I live near the New York and Pennsylvania border. I have two flow hives. I was able to extract honey this year from one of the hives. The other hive was weaker and did not produce enough honey for me to take. In the stronger hive, four of the six flow frames had honey that I could extract. It was October 5, 2016 when I extracted two frames at one time.
I have two brood boxes on the bottom, then queen excluder, then the flow hive on top of that. The two bottom brood boxes are being left untouched for overwintering.

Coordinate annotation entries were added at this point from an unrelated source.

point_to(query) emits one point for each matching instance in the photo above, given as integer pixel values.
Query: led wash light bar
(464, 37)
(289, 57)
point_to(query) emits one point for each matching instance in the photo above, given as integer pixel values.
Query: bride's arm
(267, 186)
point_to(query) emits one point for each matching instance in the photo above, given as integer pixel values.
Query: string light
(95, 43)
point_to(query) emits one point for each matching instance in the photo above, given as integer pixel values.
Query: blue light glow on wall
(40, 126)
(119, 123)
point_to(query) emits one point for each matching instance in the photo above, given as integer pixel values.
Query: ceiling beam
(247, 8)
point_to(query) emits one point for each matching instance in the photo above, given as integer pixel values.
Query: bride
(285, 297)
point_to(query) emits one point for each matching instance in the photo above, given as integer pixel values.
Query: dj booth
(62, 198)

The honey was typical of NY Autumn honey; very dark, flavorful, and molasses-like. It seemed to be thicker than normal to me, but its density was actually a seemingly fairly normal 1410 grams per liter. I was able to pull approximately two liters from each flow frame. I did time-lapse photography of the filling up of the glass containers. I left a clock and a thermometer in the image as the video was being made. Approximately 2 liters flowed out of each frame in about 3 hours. I pulled 4 liters total from those two frames. The outdoor air temperature was 70 degrees F (21C). The actual honey temperature was 77 degrees F (25C).
I intentionally left one flow frame in the flow hive super for now. I am waiting for the outdoor air temperature to drop significantly and hold there for a few days so that the honey also chills down. I doubt if anyone would ever be pulling honey in NY when the outdoor air temperature was much less than 40 degrees F (4C), but I am waiting for some temperatures down near there to see how long it will take to get the two liters of honey out of the one remaining flow frame. After I get that data, I will try to remember to re-post the information in here to update anyone who might be interested.
I could not find any good general viscosity data online for honey at temperatures that were below 68 degrees F (20 C). If anyone has that kind of data, could you please share it on here?